Het wetsvoorstel heeft geen bedrijfseffecten en geen gevolgen voor de administratieve lasten.
Dit wetsvoorstel is via www.internetconsultatie.nl voorgelegd aan eenieder.
Twee partijen hebben een reactie gegeven die betrekking heeft op dit wetsvoorstel. Beide partijen hebben in wezen de vraag gesteld waarom artikel 3.11 van de wet door de wijziging ook betrekking heeft op niet-schaarse frequentieruimte. Beiden partijen zien niet in waarom ook een mogelijkheid gecreëerd moet worden om een gebruiksbeperking aan het gebruik van niet-schaarse frequentieruimte te stellen.
Het voorgestelde heeft inderdaad betrekking op alle typen frequentieruimte. Het bereik van artikel 3.11 van de wet is vergroot, zodat ook frequentieruimte die is verdeeld via artikel 3.10, eerste lid, onder a, van die wet hieronder valt. Het betreft hier echter een discretionaire bevoegdheid, hetgeen betekent dat artikel 3.11 van de wet slechts een mogelijkheid creëert om een maximale hoeveelheid frequentieruimte vast te stellen. Van deze mogelijkheid zou bijvoorbeeld gebruik kunnen worden gemaakt indien vergelijkbaar spectrum zowel op volgorde van binnenkomst als via een veiling verdeeld wordt.

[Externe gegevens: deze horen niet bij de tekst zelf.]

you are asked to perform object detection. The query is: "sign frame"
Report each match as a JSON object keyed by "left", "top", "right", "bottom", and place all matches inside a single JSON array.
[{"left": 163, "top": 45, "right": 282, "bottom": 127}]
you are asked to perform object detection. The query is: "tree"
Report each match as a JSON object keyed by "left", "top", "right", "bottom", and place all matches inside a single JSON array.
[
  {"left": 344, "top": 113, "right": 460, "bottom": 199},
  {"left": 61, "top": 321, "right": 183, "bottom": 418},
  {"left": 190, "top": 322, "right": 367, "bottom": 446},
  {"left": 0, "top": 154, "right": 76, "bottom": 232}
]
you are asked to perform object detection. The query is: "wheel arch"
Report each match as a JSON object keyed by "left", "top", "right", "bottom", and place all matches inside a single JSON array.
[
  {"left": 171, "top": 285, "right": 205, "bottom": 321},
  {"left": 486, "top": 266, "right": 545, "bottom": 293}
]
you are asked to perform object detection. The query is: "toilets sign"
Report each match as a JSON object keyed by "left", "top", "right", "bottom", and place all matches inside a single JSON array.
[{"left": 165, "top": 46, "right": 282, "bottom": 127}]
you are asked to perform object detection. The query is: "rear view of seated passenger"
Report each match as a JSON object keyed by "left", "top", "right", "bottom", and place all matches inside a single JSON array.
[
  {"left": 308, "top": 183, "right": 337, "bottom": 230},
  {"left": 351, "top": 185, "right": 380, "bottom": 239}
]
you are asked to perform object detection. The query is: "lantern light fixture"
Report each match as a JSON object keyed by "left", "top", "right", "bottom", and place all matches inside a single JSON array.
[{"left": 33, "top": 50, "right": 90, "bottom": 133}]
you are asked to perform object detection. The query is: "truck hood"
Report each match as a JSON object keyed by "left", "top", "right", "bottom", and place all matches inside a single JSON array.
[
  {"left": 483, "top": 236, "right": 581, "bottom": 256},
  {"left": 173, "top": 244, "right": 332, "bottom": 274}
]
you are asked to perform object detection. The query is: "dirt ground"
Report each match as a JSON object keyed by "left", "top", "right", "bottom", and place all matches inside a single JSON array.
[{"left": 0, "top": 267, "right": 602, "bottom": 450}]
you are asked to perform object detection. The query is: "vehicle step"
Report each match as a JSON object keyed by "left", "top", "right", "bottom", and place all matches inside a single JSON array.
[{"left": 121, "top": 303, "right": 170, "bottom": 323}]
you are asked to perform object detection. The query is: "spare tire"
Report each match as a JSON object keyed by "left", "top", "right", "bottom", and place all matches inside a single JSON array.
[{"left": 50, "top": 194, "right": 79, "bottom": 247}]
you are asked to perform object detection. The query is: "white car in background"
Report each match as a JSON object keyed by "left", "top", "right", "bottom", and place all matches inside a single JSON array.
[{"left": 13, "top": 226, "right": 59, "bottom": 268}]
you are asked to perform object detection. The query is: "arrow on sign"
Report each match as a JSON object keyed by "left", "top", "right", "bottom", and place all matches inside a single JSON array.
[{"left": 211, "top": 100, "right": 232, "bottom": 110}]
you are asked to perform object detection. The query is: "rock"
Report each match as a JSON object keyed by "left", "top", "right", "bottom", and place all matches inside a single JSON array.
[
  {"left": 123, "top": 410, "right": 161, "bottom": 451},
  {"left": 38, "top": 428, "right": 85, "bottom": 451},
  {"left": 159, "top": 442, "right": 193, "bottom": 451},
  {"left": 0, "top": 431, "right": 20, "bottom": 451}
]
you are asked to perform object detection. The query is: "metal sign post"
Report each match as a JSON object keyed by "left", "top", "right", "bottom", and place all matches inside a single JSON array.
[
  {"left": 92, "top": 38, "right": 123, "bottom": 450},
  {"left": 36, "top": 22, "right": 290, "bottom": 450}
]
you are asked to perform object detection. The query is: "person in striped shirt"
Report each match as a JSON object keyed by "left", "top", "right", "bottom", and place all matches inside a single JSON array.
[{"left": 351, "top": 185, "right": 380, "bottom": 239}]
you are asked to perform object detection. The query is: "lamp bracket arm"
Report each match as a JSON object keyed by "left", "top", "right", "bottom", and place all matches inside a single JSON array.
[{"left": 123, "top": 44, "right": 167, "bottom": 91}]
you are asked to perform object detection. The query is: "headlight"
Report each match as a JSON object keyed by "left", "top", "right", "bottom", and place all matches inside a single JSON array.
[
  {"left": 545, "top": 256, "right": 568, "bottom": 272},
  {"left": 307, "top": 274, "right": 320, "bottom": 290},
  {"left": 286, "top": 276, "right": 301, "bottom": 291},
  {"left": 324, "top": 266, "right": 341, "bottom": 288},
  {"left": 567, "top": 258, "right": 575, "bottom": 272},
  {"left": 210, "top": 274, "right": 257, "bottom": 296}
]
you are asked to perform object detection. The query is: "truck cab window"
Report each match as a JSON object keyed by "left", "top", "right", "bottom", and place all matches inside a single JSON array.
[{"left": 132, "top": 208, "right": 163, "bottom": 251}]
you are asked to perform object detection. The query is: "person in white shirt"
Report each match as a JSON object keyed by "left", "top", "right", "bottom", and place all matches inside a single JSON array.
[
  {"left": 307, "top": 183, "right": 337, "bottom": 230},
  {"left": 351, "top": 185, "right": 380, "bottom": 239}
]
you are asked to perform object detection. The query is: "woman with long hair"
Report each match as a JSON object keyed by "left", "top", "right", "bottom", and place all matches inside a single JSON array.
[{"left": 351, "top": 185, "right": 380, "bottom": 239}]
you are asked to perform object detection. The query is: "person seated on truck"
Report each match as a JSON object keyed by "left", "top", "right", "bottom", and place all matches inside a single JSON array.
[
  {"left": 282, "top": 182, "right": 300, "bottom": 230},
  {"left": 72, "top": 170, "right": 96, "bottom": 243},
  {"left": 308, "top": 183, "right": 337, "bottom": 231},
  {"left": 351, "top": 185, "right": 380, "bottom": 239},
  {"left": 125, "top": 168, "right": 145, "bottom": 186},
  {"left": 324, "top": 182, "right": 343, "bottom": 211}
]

Daarnaast is het mogelijk dat (alhoewel bepaald spectrum naar verwachting niet-schaars is) er wel een risico is op hamsteren om defensieve of strategische redenen, waardoor er kunstmatige schaarste kan worden gecreëerd. Een (tijdelijke) gebruiksbeperking kan dan een passend middel zijn om hamsteren te voorkomen. Zo kan bijvoorbeeld bij de openstelling van een band in het spectrum ex ante een beperking worden opgelegd van het aantal aan te vragen vergunningen om kunstmatige schaarste te voorkomen. Hetzelfde resultaat zou ook bereikt kunnen worden door bij een nieuwe verdeling een zware ingebruiknameverplichting op te nemen in de vergunningvoorschriften. Nadeel van deze methode is dat ex post gereguleerd moet worden bij een niet-naleving van de voorschriften in de vergunning. Om die reden wordt de voorkeur gegeven aan een gebruiksbeperking.
Bij de openstelling van de middengolfband voor laag vermogen is dit beleid gehanteerd. In dat geval kon er de eerste maand na de openstelling ten hoogste één vergunning per partij worden aangevraagd.
Belangrijk is bovendien dat bepaald is dat er daarbij onderscheid gemaakt kan worden tussen verschillende categorieën van frequentieruimte. Daar waar een gebruiksbeperking bij een verdeling naar verwachting niet nodig is, zal deze ook niet worden vastgesteld.
Artikel I, onderdeel A en artikel II onderdeel A
Dit artikel heeft tot doel om in het belang van een doelmatig gebruik van de frequentieruimte de maximale hoeveelheid frequentieruimte vast te stellen die een natuurlijk persoon of rechtspersoon mag gebruiken, of in een verdeling van frequentieruimte mag verwerven. Hierbij is het van belang om op te merken dat dit artikel in het bijzonder ziet op aanbieders van elektronische communicatiediensten die gebruik maken van de frequentieruimte. Onder elektronische communicatiediensten vallen niet alleen mobiele communicatiediensten, maar ook omroepdiensten Om dit op een goede wijze vorm te geven is een aantal wijzigingen van het huidige artikel 3.11 wet noodzakelijk.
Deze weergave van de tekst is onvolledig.